Senator Edward Kasemeyer, chairman of the Senate Pension Subcommittee, is fighting against the board that has asked Governor Robert Ehrlich to veto the measure. In fact, Comptroller William Schaefer, a member of the board, called the measure unnecessary and Kasemeyer “a dictator,” according to a Columbia (Maryland) Flier report.
Kasemeyer, a sponsor of the bill that was unanimously passed in the Senate, said the bill is necessary because of controversies and problem with the $26-billion pension system in recent years. Among those mentioned by Kasemeyer was former Maryland treasurer Richard Dixon who was being questioned by the Federal Bureau of Investigation (FBI) about an investment manager for the board and a submanager who was convicted of fraud.
Additionally, the pension system lost about $6 billion in assets over two years and $30 million through the failure of a computer procurement plan.

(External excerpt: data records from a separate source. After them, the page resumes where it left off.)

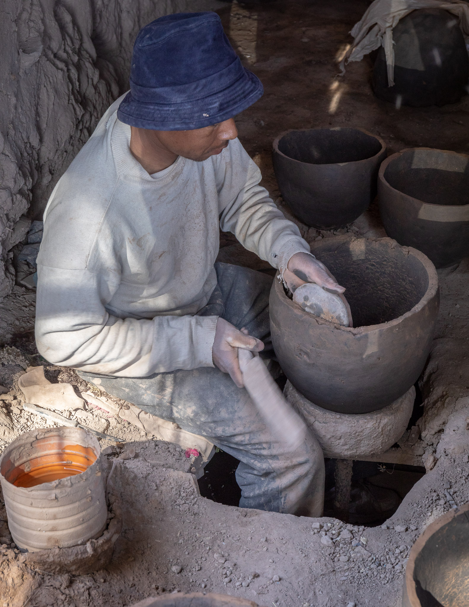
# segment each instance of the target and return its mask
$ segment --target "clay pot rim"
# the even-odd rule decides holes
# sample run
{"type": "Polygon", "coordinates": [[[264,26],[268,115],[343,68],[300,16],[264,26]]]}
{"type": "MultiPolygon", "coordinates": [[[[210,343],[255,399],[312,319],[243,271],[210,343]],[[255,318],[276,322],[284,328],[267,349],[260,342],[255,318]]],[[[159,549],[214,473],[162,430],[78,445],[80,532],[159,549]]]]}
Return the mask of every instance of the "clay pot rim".
{"type": "Polygon", "coordinates": [[[414,569],[416,558],[422,551],[428,539],[443,525],[447,524],[454,517],[464,514],[469,510],[469,503],[464,504],[460,507],[453,509],[439,517],[436,521],[431,523],[425,531],[417,538],[411,549],[409,560],[405,569],[405,589],[411,607],[422,607],[422,603],[417,596],[416,585],[414,582],[414,569]]]}
{"type": "MultiPolygon", "coordinates": [[[[406,312],[405,314],[403,314],[402,316],[398,316],[397,318],[394,318],[392,320],[388,320],[387,322],[382,322],[378,325],[364,325],[362,327],[343,327],[341,325],[335,324],[330,320],[326,320],[325,319],[320,318],[318,316],[315,316],[313,314],[310,314],[309,312],[306,312],[301,307],[300,307],[300,306],[296,304],[294,304],[291,299],[287,297],[284,290],[283,283],[277,280],[275,280],[275,290],[278,297],[281,299],[281,300],[284,301],[287,304],[287,305],[289,306],[295,313],[303,316],[305,322],[309,322],[310,324],[315,323],[317,325],[325,325],[326,327],[328,326],[334,327],[334,329],[338,330],[339,331],[350,333],[352,336],[362,335],[365,333],[371,333],[372,331],[381,331],[383,329],[388,329],[391,327],[395,326],[395,325],[398,325],[405,319],[408,318],[411,315],[420,311],[423,308],[425,307],[425,306],[426,305],[428,302],[430,302],[434,297],[438,291],[438,274],[437,274],[435,266],[428,257],[427,257],[427,256],[420,251],[419,251],[418,249],[414,249],[412,246],[403,246],[399,245],[396,240],[393,240],[392,238],[389,238],[388,237],[385,237],[384,238],[351,239],[346,235],[344,234],[341,236],[337,236],[333,238],[327,239],[327,240],[337,243],[346,243],[349,242],[352,242],[355,240],[368,240],[371,242],[379,242],[380,241],[386,240],[388,241],[388,244],[389,246],[392,243],[395,243],[395,245],[393,248],[398,246],[400,249],[406,249],[408,250],[409,255],[413,255],[414,257],[417,257],[419,261],[420,262],[426,270],[428,275],[428,287],[427,287],[426,291],[423,294],[423,296],[418,304],[416,304],[413,308],[411,308],[411,310],[409,310],[408,312],[406,312]]],[[[312,253],[314,254],[313,251],[312,251],[312,253]]],[[[347,291],[346,291],[346,293],[347,291]]]]}
{"type": "MultiPolygon", "coordinates": [[[[96,469],[99,466],[101,461],[101,446],[100,445],[99,441],[92,434],[89,430],[84,430],[83,428],[80,428],[79,426],[60,426],[58,427],[53,428],[39,428],[36,430],[29,430],[26,432],[22,432],[19,435],[19,436],[16,436],[16,438],[13,439],[11,443],[10,443],[5,449],[3,450],[2,453],[0,455],[0,469],[1,469],[2,464],[3,463],[3,460],[7,456],[9,456],[11,453],[12,447],[14,443],[16,443],[20,438],[26,438],[27,435],[30,435],[32,439],[38,440],[38,434],[39,432],[46,432],[49,434],[53,434],[54,431],[63,430],[81,430],[85,433],[86,435],[86,438],[89,440],[94,441],[95,444],[91,444],[90,446],[94,449],[96,452],[96,459],[91,464],[86,470],[83,470],[80,474],[75,474],[71,476],[65,476],[64,478],[59,479],[57,481],[50,481],[49,483],[41,483],[39,485],[33,485],[32,487],[16,487],[10,481],[7,480],[5,476],[0,472],[0,476],[2,477],[2,483],[6,483],[10,487],[14,487],[14,490],[16,492],[18,496],[21,495],[22,497],[30,498],[34,497],[35,499],[44,499],[43,497],[43,492],[44,491],[58,491],[61,489],[64,489],[69,487],[68,482],[69,481],[72,484],[75,484],[76,483],[81,483],[83,480],[87,479],[89,476],[92,476],[93,475],[96,473],[96,469]],[[35,436],[35,439],[34,437],[35,436]],[[62,483],[61,481],[65,481],[62,483]],[[35,493],[37,492],[40,492],[40,494],[38,496],[33,496],[32,494],[35,493]]],[[[43,436],[41,438],[46,438],[43,436]]],[[[15,446],[16,447],[19,447],[19,445],[15,446]]],[[[23,446],[24,447],[24,446],[23,446]]],[[[15,448],[14,447],[13,448],[15,448]]]]}
{"type": "MultiPolygon", "coordinates": [[[[393,154],[391,156],[388,156],[388,158],[385,158],[380,166],[379,172],[378,173],[378,179],[382,181],[385,186],[389,188],[389,189],[391,189],[394,192],[397,192],[398,194],[400,194],[402,196],[405,197],[405,198],[409,199],[409,200],[415,200],[416,202],[420,203],[421,205],[423,205],[425,206],[433,208],[436,207],[440,209],[448,209],[450,211],[457,211],[458,209],[460,211],[461,209],[469,208],[469,203],[468,203],[467,205],[436,205],[433,202],[425,202],[423,200],[420,200],[420,198],[414,198],[413,196],[409,196],[408,194],[405,194],[403,192],[401,192],[400,190],[396,189],[395,188],[393,188],[389,181],[386,180],[385,178],[385,171],[391,162],[397,160],[398,157],[401,156],[402,154],[408,152],[425,150],[428,150],[430,152],[442,152],[444,154],[454,154],[456,156],[464,156],[468,159],[468,162],[469,162],[469,154],[460,154],[459,152],[453,152],[452,150],[439,150],[436,148],[405,148],[403,149],[400,150],[400,151],[396,152],[395,154],[393,154]]],[[[460,221],[459,219],[454,220],[460,221]]]]}
{"type": "Polygon", "coordinates": [[[344,166],[346,164],[358,164],[358,163],[367,162],[368,160],[371,160],[373,158],[377,158],[377,157],[382,154],[383,152],[386,151],[387,147],[388,146],[385,143],[383,140],[382,140],[381,137],[378,137],[377,135],[370,133],[369,131],[365,131],[365,129],[360,129],[359,127],[352,126],[316,126],[313,129],[289,129],[288,131],[284,131],[284,132],[281,133],[278,137],[276,137],[273,140],[273,143],[272,144],[272,148],[275,152],[279,154],[280,156],[283,157],[283,158],[286,158],[288,160],[291,160],[292,162],[297,162],[298,164],[304,164],[306,166],[344,166]],[[296,160],[296,158],[292,158],[291,156],[287,156],[286,154],[284,154],[283,152],[281,152],[278,149],[278,143],[280,140],[284,137],[286,135],[288,135],[289,133],[291,133],[293,131],[302,132],[306,131],[344,131],[346,129],[348,131],[360,131],[361,132],[365,133],[365,135],[368,135],[369,137],[377,139],[381,144],[381,149],[379,152],[377,152],[377,154],[374,154],[374,155],[369,156],[368,158],[362,158],[361,160],[350,160],[348,162],[333,162],[328,164],[317,164],[312,162],[303,162],[302,160],[296,160]]]}

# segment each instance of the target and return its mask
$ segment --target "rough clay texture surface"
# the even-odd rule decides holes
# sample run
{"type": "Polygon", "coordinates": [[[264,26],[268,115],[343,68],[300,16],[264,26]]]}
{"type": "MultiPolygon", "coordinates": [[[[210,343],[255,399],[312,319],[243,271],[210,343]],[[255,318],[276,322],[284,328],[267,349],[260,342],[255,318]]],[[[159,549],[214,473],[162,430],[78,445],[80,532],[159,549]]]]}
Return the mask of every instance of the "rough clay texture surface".
{"type": "MultiPolygon", "coordinates": [[[[126,12],[123,3],[110,2],[107,5],[108,23],[111,16],[114,19],[117,15],[125,22],[131,22],[144,4],[129,3],[126,12]]],[[[89,5],[78,2],[75,5],[82,12],[85,12],[83,7],[89,5]]],[[[48,5],[47,1],[41,5],[48,5]]],[[[61,10],[63,14],[61,7],[72,5],[71,2],[55,2],[56,10],[50,17],[51,22],[54,22],[55,14],[61,10]]],[[[169,7],[165,2],[149,2],[148,5],[169,7]]],[[[42,27],[44,22],[39,2],[25,2],[24,6],[30,15],[31,30],[42,27]]],[[[174,8],[176,3],[171,6],[174,8]]],[[[398,112],[373,97],[367,60],[350,64],[345,76],[335,80],[338,72],[336,61],[351,41],[348,32],[368,6],[365,0],[354,3],[332,0],[327,5],[315,0],[307,3],[276,0],[244,7],[228,4],[221,11],[235,47],[239,49],[245,64],[261,78],[265,89],[264,97],[237,118],[241,140],[261,167],[263,183],[274,200],[290,217],[279,197],[271,161],[272,142],[287,129],[328,124],[357,126],[380,135],[389,153],[416,146],[467,153],[467,128],[461,126],[469,126],[469,97],[443,107],[402,107],[398,112]]],[[[15,108],[19,107],[15,105],[15,92],[19,84],[15,21],[23,5],[9,1],[7,7],[9,12],[2,13],[0,24],[2,56],[5,58],[0,89],[4,95],[0,106],[1,132],[4,137],[7,134],[9,149],[15,141],[19,141],[15,144],[21,151],[15,152],[18,156],[12,155],[13,164],[9,164],[9,157],[5,161],[10,171],[16,161],[19,166],[24,163],[25,166],[32,167],[32,171],[38,171],[37,167],[47,166],[45,161],[32,160],[30,165],[29,161],[22,160],[29,158],[28,144],[25,143],[28,139],[15,139],[16,132],[26,128],[26,118],[10,123],[9,131],[6,120],[4,121],[7,115],[13,118],[15,108]],[[12,66],[16,66],[16,80],[10,76],[12,66]]],[[[197,2],[195,10],[199,7],[197,2]]],[[[146,18],[143,15],[141,18],[146,18]]],[[[70,18],[70,22],[77,22],[70,18]]],[[[120,64],[121,59],[117,58],[121,56],[118,42],[123,39],[118,33],[121,30],[112,30],[111,25],[108,29],[104,21],[103,27],[108,32],[104,39],[117,49],[115,69],[126,70],[127,65],[120,64]]],[[[64,34],[64,38],[69,48],[75,46],[80,53],[83,52],[68,35],[64,34]]],[[[110,55],[109,61],[113,59],[112,52],[110,55]]],[[[38,69],[43,60],[38,59],[33,69],[38,69]]],[[[68,61],[64,66],[68,66],[68,61]]],[[[72,65],[70,62],[70,73],[74,73],[72,65]]],[[[63,69],[66,76],[68,72],[63,69]]],[[[67,91],[66,78],[64,81],[67,91]]],[[[50,87],[36,86],[36,81],[29,87],[26,96],[52,95],[50,87]]],[[[90,87],[86,98],[92,105],[95,103],[94,89],[90,87]]],[[[61,94],[59,91],[56,96],[61,94]]],[[[69,103],[67,94],[64,93],[64,106],[69,103]]],[[[100,94],[98,90],[96,95],[99,97],[100,94]]],[[[35,110],[27,115],[31,117],[30,126],[35,125],[35,110]]],[[[53,131],[53,118],[49,115],[47,120],[48,129],[53,131]]],[[[38,123],[44,120],[44,116],[38,116],[38,123]]],[[[69,127],[74,129],[73,137],[82,137],[77,124],[69,127]]],[[[69,144],[69,138],[61,139],[57,135],[52,151],[44,148],[44,154],[52,154],[50,164],[56,167],[55,180],[74,155],[67,152],[69,144]],[[54,164],[53,159],[60,154],[64,160],[59,166],[58,162],[54,164]]],[[[5,156],[4,152],[2,161],[5,156]]],[[[37,157],[31,152],[32,159],[37,157]]],[[[5,174],[4,169],[2,183],[5,174]]],[[[18,178],[16,169],[10,175],[14,185],[18,178]]],[[[52,183],[51,178],[48,185],[41,186],[42,191],[52,183]]],[[[12,191],[16,194],[17,191],[12,191]]],[[[32,193],[27,195],[24,191],[27,202],[32,193]]],[[[32,199],[37,200],[38,205],[45,202],[39,197],[32,199]]],[[[309,242],[333,236],[332,231],[308,228],[297,223],[309,242]]],[[[335,232],[371,238],[385,236],[375,204],[346,228],[335,232]]],[[[219,260],[272,271],[265,262],[243,249],[230,234],[221,235],[221,247],[219,260]]],[[[399,441],[402,453],[408,450],[417,455],[428,472],[386,521],[387,528],[347,528],[337,519],[296,518],[214,503],[197,494],[193,476],[188,473],[192,467],[190,459],[186,458],[180,448],[154,441],[126,420],[92,407],[86,423],[96,424],[98,430],[108,427],[109,433],[124,443],[115,447],[101,441],[103,449],[109,447],[109,463],[116,462],[114,472],[119,472],[119,495],[123,506],[123,529],[115,544],[114,558],[105,569],[87,575],[51,575],[39,567],[28,566],[11,543],[5,510],[0,503],[0,607],[124,607],[147,597],[177,590],[230,593],[265,607],[272,607],[273,603],[276,607],[347,607],[349,603],[355,603],[356,607],[400,607],[402,572],[409,548],[418,534],[448,511],[450,501],[458,505],[469,501],[468,275],[468,259],[457,267],[439,271],[440,313],[429,362],[420,382],[423,402],[422,416],[416,427],[421,430],[421,437],[413,443],[413,429],[399,441]],[[357,543],[358,545],[353,546],[357,543]],[[224,559],[227,559],[224,563],[224,559]]],[[[37,354],[31,333],[27,333],[33,327],[35,299],[33,292],[15,287],[0,303],[0,342],[7,344],[0,348],[0,383],[9,390],[0,401],[1,448],[22,432],[49,425],[22,409],[15,388],[18,373],[44,362],[37,354]]],[[[80,384],[68,370],[49,370],[51,381],[70,382],[80,390],[89,387],[80,384]]],[[[391,470],[392,465],[388,466],[380,475],[384,486],[394,478],[388,473],[391,470]]]]}
{"type": "Polygon", "coordinates": [[[399,440],[412,415],[416,389],[378,411],[347,415],[310,402],[287,381],[284,395],[304,418],[322,447],[324,457],[359,459],[383,453],[399,440]]]}

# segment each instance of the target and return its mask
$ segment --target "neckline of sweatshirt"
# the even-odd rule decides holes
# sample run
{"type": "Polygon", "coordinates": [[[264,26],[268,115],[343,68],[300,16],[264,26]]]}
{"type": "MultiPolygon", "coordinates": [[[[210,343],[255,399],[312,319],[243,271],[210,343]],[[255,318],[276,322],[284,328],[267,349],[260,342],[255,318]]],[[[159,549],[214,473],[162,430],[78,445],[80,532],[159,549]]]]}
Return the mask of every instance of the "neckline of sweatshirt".
{"type": "Polygon", "coordinates": [[[165,186],[177,179],[182,172],[187,159],[178,156],[170,166],[150,175],[130,151],[130,126],[121,122],[114,114],[109,119],[108,127],[112,129],[111,150],[121,178],[136,185],[157,183],[159,186],[165,186]]]}

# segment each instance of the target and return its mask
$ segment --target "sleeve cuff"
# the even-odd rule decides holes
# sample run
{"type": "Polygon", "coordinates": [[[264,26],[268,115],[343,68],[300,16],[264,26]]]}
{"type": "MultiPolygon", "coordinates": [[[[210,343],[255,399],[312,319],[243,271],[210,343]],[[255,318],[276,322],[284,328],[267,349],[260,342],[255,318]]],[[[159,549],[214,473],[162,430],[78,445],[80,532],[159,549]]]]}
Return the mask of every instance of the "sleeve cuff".
{"type": "Polygon", "coordinates": [[[280,271],[282,280],[283,280],[283,273],[287,269],[288,262],[295,253],[307,253],[314,257],[311,253],[309,245],[303,238],[290,239],[282,247],[277,257],[277,267],[280,271]]]}
{"type": "Polygon", "coordinates": [[[194,316],[194,351],[195,368],[214,367],[212,358],[218,316],[194,316]]]}

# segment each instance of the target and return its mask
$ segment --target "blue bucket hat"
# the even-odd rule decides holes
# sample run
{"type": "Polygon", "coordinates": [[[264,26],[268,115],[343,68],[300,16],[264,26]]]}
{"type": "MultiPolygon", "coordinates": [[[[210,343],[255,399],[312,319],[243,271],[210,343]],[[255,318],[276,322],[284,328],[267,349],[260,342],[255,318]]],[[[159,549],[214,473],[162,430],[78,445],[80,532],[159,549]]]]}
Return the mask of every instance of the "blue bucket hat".
{"type": "Polygon", "coordinates": [[[262,97],[216,13],[179,13],[152,21],[134,45],[130,92],[117,118],[154,131],[188,131],[222,122],[262,97]]]}

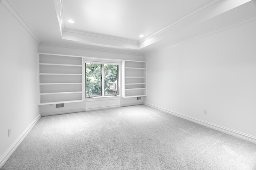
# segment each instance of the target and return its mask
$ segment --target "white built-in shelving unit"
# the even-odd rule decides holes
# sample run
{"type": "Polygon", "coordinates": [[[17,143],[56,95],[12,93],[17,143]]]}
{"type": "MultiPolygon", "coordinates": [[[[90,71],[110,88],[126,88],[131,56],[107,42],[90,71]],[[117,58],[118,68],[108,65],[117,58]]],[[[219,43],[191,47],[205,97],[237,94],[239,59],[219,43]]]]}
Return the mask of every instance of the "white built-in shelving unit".
{"type": "Polygon", "coordinates": [[[146,62],[122,61],[122,97],[146,96],[146,62]]]}
{"type": "Polygon", "coordinates": [[[83,101],[82,58],[39,53],[39,104],[83,101]]]}

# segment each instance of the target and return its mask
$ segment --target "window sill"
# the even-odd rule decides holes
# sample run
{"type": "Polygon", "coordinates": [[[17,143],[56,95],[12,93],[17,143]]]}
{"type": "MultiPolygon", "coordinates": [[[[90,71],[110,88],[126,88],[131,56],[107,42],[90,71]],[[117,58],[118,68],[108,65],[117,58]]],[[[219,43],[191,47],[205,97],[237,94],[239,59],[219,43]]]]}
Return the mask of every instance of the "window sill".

Kasemeyer added that two years ago, a majority of the board refused to certify an actuary’s recommendation on maintaining contributions to the retirement fund at a desirable level, “as required by state law.”
If signed into law, the bill would require five of the 14 members of the State Retirement and Pension System Board of Trustees be experts in pensions and investing. Current law does not require that any member have such qualifications. Officials for the Ehrlich administration did not offer any clues as to what action the governor may take with the measure.